Mr. Meserve, a contractor, is serving his first term as a council member, but that did not stop him from drafting an ordinance requiring town officials not to comply with the 342-page federal Patriot Act, passed by Congress one month after the September 11, 2001 terrorist attacks.
The anti-terrorism act gives the government unprecedented powers to spy on citizens. The fine for breaking the law, which goes into effect on May 27 in Arcata, is $57. It applies only to the top nine managers of the city, telling them to refer any Patriot Act request to the City Council.
A spokeswoman for the San Francisco F.B.I. office, whose jurisdiction includes Arcata, said people misunderstand the Patriot Act.
“Although people may believe their privacy rights are being infringed upon, the agency still has to show probable cause for any action we take,” the spokeswoman said.
Arcata becomes the 92nd city to adopt a resolution against the Patriot Act. In most places, though, the resolutions carry no legal weight. According to Nancy Talanian, director of the Florence, Mass.-based Bill of Rights Defense Committee, efforts are underway to rally support for similar resolutions in cities such as New York, Chicago, Miami, Seattle, Boston and Portland. She said that citizen groups, worried about a compliant Congress, are not waiting for their elected officials to act before launching a campaign against the proposed sequel to the Patriot Act, the “Domestic Security Enhancement Act,” a.k.a. Patriot Act II.
New York activists, under the umbrella of the Bill of Rights Defense Committee, a coalition of some 20 organizations, are working with City Council members to draft a resolution that will be introduced in a few weeks, according to Udi Ofer, project director of the New York Civil Liberty Union. He said New York City would have a bill that calls upon the city to monitor abuses in the areas of pervasive government eavesdropping and surveillance, discriminatory and repressive immigration policies, preventive detention and military tribunals.
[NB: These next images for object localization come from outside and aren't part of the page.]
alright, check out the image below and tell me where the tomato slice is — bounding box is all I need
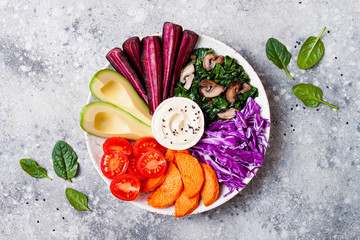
[101,152,129,179]
[127,155,147,180]
[110,174,140,201]
[103,137,132,155]
[133,137,166,159]
[137,150,167,178]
The bill also asks local officials to ensure that any new security measures enhance the public safety without impairing constitutional rights and infringing on civil liberties.
But critics of the resolution, such as Manhattan Institute scholar Steve Malanga, say that civil liberty advocates are trying to undermine the Patriot Act and other federal initiatives to fight terrorism.
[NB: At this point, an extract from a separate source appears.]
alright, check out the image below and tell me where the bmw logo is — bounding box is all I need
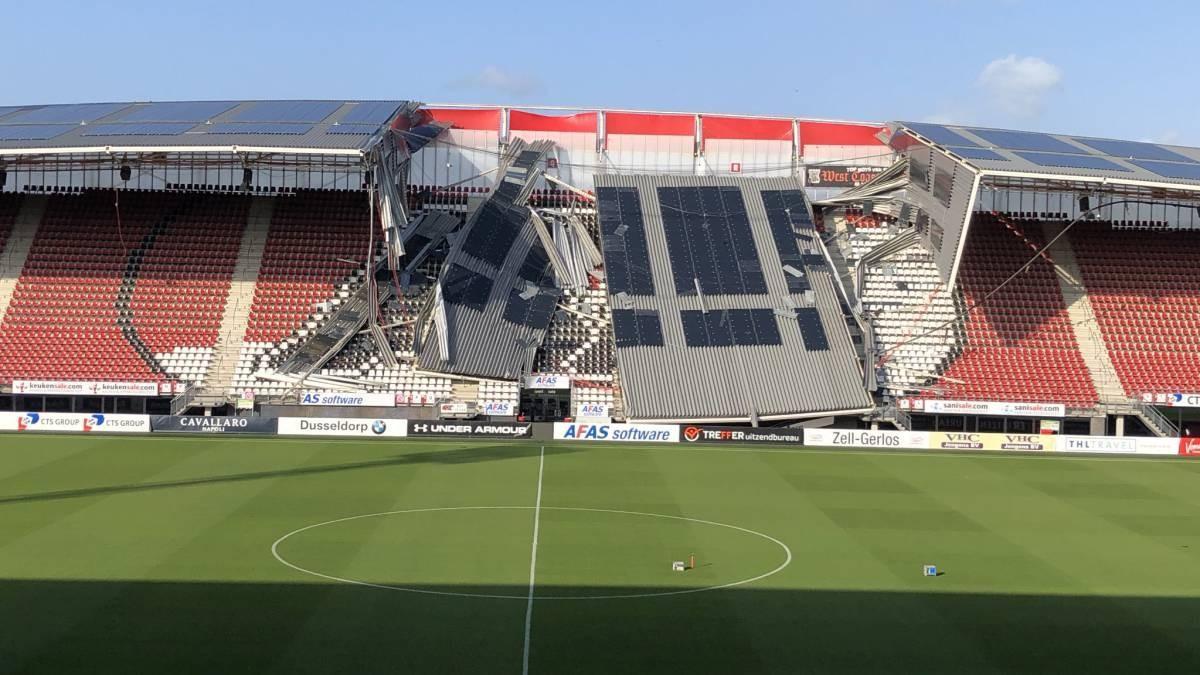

“Basically, it’s what I would call a throw-back-the-clock City Council—stuck in the radical sixties,” Mr. Malanga said. “They argue that federal anti-terrorist efforts erode civil liberties. Any resolution passed by the City Council would represent an unprecedented intrusion by uninformed, unsophisticated local legislators.”
Concerned citizens ought to organize and act politically, said Marc Rotenberg, executive director of Epic.org, an Internet watchdog group focusing on privacy and technology.
“The Bush administration has indicated that the war on terror is a war without end, which threatens an equally ominous endlessness to government practices that impinge on people’s privacy,” Mr. Rotenberg added.
Justice Department spokesman Mark Corallo insists that the new laws such as the Patriot Act are constitutional.
“We are still living under the Constitution,” Mr. Corallo said, asserting that protection of Civil liberties is built into all anti-terrorism legislation. “We would have it no other way. Everything we do, particularly in the realm of surveillance, we do in the conformity and supervision of the courts.”
Supporters of the resolutions in cities such as Boulder, Colo.; Santa Fe, N.M.; Cambridge, Mass.; Berkeley, Calif.; Tampa, Fla.; Fairbanks, Alaska; and Grants Pass, Ore., say the measures have grown out of a belief that the Patriot Act and the Homeland Security Act have given the federal government too much muscle in its war against terrorism at the expense of the average American citizen.
“If New York is successful in passing an anti-Patriot Act resolution, that would send a strong message to the country that even at Ground Zero you cannot give up your liberties for a little security,” Ms. Talanian said.